In fact, they could have acted no differently. As horrible as the action may have seemed to you, given where they were in their development and how they handled the circumstances, they were doing the very best they could.

Even with good intentions, like, for example, most parents have, they may not be equipped to respond, advise, or support our Dreams, much less our daily highs and lows.

5. What was done simply “missed the mark.”

The sin you feel was perpetrated upon you can be seen another way, reframed. In Jesus’ original language, Aramaic, the word for “sin” also meant an error or mistake. From this standpoint, a sin is not irrevocable, to be pushed in our faces at the Last Judgment.

It is simply a mistake and requires correction.

Author and Unity minister Eric Butterworth writes that sin is only “missing the mark.” As we forgive others their mistakes, we also forgive ourselves.

How? Jesus said, “Do not condemn, and you will not be condemned. Forgive, and you will be forgiven” (Luke 6:37). Gerald G. Jampolsky, M.D., comments on these commands with great wisdom:

Whenever I see someone else as guilty, I am reinforcing my own sense of guilt and unworthiness. I cannot forgive myself unless I am willing to forgive others. It does not matter what I think anyone has done to me in the past or what I think I may have done. Only through forgiveness can my release from guilt and fear be complete …

6. Continued resentment and blame, especially if not faced, hurt only yourself.
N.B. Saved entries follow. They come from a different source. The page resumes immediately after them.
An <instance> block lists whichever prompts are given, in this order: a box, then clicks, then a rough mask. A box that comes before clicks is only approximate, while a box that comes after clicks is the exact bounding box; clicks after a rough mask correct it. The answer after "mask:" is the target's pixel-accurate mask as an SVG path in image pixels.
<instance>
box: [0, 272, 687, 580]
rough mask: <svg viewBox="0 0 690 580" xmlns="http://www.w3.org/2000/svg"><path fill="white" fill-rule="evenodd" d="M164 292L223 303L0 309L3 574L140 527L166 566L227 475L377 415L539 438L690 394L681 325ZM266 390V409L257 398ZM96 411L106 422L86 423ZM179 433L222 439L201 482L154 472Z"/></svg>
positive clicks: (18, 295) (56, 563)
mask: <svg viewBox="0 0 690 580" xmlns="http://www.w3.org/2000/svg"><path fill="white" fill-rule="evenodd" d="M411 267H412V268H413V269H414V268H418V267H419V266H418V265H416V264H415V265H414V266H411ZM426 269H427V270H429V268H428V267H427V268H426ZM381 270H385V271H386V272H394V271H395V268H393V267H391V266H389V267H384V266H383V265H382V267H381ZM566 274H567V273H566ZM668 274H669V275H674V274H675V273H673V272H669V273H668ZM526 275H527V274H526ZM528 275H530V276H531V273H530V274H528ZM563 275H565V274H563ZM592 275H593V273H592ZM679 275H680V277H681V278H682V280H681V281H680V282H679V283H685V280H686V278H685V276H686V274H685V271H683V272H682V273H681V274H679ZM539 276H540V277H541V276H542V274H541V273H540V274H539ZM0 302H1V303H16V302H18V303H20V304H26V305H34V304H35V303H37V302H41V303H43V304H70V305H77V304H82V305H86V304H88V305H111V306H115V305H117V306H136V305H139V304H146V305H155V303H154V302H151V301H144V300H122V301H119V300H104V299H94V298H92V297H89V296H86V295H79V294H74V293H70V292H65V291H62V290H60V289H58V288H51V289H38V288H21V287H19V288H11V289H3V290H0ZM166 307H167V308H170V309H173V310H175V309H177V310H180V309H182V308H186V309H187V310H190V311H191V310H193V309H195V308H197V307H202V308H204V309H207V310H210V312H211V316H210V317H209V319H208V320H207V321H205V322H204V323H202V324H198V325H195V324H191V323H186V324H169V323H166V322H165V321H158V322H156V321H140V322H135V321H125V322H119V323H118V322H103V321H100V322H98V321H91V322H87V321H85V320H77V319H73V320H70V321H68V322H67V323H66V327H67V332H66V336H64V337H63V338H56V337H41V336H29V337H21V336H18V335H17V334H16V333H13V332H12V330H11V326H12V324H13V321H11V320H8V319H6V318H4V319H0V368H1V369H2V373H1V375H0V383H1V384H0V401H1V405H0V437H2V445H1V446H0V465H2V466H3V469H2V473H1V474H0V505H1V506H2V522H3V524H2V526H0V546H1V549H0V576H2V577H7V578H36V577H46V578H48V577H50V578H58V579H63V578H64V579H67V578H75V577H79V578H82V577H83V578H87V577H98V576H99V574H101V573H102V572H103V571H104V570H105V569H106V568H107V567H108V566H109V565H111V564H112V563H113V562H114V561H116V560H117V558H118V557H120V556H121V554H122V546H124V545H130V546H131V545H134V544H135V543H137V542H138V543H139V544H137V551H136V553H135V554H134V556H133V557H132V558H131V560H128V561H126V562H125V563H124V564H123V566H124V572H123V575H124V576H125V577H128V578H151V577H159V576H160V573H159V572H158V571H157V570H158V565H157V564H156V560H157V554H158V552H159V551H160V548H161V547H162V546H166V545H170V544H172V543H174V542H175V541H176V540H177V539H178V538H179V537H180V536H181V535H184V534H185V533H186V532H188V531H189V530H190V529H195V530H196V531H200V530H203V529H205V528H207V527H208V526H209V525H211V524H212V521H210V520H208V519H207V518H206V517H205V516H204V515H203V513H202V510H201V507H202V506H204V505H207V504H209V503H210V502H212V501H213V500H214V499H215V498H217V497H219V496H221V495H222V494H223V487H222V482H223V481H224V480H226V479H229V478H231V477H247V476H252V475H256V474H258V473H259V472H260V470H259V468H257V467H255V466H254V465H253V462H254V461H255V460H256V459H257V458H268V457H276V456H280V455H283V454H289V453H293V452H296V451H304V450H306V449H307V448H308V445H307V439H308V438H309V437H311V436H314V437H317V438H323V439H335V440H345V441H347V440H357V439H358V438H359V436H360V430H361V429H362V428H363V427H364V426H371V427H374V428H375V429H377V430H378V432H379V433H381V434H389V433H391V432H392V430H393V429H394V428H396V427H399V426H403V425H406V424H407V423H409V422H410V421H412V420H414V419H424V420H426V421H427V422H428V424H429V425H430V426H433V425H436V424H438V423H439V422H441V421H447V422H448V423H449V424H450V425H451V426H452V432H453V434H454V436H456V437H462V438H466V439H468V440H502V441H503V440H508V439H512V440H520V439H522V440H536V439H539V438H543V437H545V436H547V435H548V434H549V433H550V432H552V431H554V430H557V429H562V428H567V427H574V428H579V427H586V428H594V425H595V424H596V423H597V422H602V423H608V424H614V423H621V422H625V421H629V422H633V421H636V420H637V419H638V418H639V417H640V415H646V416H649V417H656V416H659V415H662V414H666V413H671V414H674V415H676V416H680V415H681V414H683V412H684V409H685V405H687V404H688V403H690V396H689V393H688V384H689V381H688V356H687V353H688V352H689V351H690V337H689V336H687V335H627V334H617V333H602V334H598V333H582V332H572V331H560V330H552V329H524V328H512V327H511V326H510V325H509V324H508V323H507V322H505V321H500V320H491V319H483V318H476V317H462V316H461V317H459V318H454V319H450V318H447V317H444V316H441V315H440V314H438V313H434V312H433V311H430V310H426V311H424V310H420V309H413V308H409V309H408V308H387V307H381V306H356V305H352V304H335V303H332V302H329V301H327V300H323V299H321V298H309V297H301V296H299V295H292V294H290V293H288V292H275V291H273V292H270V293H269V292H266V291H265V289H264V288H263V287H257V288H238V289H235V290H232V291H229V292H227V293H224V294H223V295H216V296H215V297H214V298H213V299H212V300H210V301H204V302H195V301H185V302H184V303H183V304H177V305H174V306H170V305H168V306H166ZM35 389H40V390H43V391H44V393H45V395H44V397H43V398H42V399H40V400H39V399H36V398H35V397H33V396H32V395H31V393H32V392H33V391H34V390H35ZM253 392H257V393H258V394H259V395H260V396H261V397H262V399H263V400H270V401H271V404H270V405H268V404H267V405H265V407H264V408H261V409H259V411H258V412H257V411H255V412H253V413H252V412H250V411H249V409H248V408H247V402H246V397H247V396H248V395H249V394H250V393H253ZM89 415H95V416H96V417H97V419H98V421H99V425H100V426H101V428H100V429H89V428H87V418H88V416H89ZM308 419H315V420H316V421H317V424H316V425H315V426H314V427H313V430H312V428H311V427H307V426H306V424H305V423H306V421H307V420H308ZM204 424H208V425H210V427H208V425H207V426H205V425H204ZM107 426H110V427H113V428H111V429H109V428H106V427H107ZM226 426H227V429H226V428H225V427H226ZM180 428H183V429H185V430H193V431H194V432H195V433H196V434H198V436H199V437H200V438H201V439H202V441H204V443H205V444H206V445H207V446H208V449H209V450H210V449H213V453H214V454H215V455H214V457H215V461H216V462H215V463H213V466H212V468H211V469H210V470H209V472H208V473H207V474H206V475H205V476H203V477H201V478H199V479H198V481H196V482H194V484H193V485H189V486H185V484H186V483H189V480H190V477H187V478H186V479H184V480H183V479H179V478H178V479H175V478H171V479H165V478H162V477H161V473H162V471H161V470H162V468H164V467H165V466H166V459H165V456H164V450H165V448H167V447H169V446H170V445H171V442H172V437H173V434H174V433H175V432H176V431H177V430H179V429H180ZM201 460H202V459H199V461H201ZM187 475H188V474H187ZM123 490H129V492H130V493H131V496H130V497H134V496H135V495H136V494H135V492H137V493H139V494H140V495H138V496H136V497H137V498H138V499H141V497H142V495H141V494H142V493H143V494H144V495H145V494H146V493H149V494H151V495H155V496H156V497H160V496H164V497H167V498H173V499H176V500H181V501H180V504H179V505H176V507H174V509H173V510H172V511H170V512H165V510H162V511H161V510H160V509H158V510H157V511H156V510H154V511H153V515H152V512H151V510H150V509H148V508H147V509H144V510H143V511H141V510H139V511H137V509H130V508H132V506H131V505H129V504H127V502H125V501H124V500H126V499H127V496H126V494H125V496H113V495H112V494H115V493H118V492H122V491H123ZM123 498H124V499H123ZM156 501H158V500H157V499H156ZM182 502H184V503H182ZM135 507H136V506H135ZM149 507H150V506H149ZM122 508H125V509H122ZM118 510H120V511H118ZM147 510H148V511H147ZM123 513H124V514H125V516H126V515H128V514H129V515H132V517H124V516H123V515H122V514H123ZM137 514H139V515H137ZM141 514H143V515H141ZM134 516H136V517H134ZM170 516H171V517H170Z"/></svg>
Hugging the other person’s wrong to you only glues it closer. Dr. Fred Luskin, cofounder and director of the Stanford University Forgiveness Project, paints a graphic picture: “By carrying around these hurts, you are letting the person who harmed you continue to inflict new bruises. You are renting space to him in your head.”

Luskin's first book is called Forgive for Good. This title not only refers to time but our own health and well-being. The subtitle is A Proven Prescription for Health and Happiness. Since we create our own realities, what we concentrate on grows, or, as in the Law of Attraction, what we focus on is what we get.